Mergers and acquisitions can bring costs down in the long run for the consolidating business, with reduced staff and integration of systems, processes and technology.
Lakey says: “With life insurance, there's been an increasing trend to cut premiums. And this is partly due to the fact that there's pressure from the regulator to offer cheap products, but also [as a result of the influence of price comparison sites].”
So without scale or a good enough market share, it can be tough for an insurer to operate in the market.
Another factor driving consolidation is where a company is prioritising making changes in other divisions of the business, and as a result, rather than neglecting another part of the business that does not have a large market share or would require a lot of investment to bring up to date, it decides to sell the business.
The way that protection insurance distribution is set up also means that insurance companies may not make money out of the policy until the third or fourth year, where the adviser takes the indemnity route.
The commission is paid upfront to the adviser but if the policy cancels, then the adviser has to pay at least part of that money back.
Lakey says: “So for example, a client comes to me, and he takes out a protection plan for £50 per month.

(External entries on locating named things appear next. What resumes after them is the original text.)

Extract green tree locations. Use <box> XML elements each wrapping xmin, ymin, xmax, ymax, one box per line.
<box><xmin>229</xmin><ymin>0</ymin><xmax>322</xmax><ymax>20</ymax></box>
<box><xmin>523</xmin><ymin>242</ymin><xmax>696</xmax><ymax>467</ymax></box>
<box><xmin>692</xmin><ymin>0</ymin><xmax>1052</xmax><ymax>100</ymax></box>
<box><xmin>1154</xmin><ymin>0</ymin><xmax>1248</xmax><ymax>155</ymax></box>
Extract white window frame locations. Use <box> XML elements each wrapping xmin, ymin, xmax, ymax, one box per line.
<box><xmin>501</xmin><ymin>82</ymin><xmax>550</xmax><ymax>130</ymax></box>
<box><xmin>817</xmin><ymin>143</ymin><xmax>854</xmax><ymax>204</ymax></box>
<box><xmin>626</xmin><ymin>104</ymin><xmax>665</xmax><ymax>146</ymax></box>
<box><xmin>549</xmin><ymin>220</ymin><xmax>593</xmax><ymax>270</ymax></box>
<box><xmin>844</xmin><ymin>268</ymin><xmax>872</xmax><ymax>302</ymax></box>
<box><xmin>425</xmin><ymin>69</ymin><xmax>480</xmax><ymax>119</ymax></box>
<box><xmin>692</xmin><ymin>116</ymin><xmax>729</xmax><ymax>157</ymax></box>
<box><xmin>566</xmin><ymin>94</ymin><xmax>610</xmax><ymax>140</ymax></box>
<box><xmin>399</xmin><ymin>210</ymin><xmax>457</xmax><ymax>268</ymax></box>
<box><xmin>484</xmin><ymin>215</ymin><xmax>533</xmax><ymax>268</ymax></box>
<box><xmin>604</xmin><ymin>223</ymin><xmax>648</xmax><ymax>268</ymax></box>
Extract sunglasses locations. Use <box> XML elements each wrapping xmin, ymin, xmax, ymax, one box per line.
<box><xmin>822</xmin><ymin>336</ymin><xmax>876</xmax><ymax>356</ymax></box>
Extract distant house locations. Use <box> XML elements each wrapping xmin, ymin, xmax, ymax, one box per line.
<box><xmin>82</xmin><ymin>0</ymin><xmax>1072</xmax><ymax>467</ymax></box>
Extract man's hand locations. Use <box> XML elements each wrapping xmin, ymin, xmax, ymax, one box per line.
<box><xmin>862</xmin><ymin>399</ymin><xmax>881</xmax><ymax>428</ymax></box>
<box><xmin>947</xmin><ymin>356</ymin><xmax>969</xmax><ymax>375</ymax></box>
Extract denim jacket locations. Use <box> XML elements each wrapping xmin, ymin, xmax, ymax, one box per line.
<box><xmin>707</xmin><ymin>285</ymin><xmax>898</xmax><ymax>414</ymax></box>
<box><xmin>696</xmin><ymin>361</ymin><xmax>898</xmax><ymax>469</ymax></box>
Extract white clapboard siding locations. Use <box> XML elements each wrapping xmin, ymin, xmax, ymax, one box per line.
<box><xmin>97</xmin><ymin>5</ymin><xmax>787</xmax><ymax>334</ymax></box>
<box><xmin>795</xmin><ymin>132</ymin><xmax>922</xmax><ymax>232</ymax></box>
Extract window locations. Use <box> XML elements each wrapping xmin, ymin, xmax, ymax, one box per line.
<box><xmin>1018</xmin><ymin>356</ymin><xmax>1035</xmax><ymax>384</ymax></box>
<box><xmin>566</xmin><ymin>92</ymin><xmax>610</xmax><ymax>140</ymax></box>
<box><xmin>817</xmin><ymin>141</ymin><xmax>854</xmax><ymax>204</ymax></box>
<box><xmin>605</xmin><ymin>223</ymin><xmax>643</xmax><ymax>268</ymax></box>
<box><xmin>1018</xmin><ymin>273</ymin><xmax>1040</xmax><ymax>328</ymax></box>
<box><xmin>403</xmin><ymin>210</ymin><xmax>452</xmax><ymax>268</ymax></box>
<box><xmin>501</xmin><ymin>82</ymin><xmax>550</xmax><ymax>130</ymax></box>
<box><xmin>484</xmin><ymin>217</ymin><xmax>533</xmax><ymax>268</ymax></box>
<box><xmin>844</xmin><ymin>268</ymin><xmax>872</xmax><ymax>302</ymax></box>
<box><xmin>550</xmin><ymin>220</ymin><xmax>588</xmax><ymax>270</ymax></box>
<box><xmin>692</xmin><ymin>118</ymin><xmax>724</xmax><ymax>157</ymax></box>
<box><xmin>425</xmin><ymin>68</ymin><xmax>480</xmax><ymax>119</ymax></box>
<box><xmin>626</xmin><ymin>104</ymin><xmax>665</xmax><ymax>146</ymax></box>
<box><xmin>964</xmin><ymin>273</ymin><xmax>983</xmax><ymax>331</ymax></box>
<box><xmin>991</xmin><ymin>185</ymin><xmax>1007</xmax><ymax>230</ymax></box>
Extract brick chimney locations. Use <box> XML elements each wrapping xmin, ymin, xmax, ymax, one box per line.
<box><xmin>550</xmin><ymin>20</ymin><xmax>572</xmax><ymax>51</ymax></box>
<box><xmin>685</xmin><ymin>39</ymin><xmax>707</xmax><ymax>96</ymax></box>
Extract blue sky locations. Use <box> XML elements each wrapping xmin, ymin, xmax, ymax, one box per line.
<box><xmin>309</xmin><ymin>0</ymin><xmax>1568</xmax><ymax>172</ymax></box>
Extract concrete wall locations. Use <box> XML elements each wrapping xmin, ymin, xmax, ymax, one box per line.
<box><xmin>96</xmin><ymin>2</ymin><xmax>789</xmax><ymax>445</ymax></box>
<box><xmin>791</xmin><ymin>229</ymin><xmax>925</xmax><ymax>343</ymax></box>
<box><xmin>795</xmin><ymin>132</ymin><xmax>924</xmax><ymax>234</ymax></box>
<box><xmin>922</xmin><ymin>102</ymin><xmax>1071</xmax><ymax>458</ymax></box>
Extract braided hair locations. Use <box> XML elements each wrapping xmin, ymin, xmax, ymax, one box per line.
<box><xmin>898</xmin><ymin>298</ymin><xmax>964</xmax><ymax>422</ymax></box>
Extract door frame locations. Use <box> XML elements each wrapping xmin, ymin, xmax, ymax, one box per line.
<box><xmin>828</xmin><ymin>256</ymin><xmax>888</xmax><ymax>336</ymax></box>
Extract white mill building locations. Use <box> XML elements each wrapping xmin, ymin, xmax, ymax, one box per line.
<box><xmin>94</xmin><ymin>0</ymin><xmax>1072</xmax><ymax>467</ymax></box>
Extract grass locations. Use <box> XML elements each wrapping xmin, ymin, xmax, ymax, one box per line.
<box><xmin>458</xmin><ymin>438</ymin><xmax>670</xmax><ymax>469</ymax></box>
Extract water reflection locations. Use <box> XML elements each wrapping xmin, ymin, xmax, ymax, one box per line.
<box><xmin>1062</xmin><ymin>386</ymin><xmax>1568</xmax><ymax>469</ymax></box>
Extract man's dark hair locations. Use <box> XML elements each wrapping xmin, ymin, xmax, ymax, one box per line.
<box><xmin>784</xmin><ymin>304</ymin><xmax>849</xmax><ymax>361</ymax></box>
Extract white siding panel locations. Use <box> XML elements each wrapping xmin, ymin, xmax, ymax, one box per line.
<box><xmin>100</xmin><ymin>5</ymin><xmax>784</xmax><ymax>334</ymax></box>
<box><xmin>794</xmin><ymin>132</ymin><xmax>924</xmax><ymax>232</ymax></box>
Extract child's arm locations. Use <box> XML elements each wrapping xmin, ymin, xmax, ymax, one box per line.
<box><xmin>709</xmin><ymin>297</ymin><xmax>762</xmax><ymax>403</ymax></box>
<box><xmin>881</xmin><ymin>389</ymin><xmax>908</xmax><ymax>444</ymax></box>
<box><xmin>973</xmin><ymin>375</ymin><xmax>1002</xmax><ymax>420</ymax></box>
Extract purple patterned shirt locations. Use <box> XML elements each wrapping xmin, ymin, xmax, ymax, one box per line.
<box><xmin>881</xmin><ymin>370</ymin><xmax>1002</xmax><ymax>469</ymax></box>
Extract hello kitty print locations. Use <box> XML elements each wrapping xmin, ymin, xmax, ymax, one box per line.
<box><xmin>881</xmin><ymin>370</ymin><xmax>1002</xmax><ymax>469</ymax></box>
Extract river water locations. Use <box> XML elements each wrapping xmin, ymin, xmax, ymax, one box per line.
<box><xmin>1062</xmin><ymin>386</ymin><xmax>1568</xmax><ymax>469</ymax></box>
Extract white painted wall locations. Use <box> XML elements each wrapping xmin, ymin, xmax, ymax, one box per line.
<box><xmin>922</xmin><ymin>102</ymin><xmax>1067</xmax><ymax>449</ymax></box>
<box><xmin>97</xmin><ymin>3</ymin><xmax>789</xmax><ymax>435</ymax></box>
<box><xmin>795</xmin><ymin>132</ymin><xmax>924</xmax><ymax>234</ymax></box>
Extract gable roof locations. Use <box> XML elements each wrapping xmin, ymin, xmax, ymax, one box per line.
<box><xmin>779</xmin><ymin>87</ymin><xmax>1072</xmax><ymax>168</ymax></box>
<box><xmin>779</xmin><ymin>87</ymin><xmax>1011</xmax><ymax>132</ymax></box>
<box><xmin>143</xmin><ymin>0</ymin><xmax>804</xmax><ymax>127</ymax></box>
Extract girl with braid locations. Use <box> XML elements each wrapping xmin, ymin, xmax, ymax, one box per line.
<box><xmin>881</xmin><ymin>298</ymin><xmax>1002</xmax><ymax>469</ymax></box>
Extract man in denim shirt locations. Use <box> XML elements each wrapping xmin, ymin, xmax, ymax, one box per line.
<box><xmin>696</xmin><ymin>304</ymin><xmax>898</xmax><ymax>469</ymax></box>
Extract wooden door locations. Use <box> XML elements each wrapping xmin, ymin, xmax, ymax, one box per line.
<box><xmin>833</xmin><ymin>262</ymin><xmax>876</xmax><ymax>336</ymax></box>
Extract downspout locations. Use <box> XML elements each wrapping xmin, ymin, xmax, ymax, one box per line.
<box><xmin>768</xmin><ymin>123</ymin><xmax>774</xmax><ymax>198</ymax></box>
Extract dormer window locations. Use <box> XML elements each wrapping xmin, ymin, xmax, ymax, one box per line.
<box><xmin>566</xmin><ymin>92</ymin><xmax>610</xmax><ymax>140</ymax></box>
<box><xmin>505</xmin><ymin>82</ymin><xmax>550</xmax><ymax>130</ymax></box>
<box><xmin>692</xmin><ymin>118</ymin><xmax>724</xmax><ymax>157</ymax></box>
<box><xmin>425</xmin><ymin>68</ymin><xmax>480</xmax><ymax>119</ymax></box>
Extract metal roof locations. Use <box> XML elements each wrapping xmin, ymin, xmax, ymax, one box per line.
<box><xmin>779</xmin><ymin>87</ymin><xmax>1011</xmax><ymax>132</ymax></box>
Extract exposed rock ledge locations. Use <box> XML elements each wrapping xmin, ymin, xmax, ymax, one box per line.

I could get paid something like £1,200, so many advisers will still take that up front as an indemnity payment. So [for the insurance company] it would take them maybe three or four years before they make a profit on that particular case.
“So it becomes very expensive. You have to have capital behind you to go into the protection market. The consolidation is a worrying trend and it will continue. You can look around and see companies that aren't capitalised to a degree, and you have to wonder how long they will survive.”
Lakey is not alone in expressing concern over the trend.
Brokers like Scott Taylor-Barr, director of Leicester-based broker Barnsdale Financial Management, say more consolidation means it could become harder to find cover for those with more complex cases. It could also become more expensive.
Taylor-Barr says: "Sadly, I feel that consolidation in this area of the insurance market is not great news for advisers or clients. As we get fewer and fewer choices, we also get fewer and fewer options for more complex situations.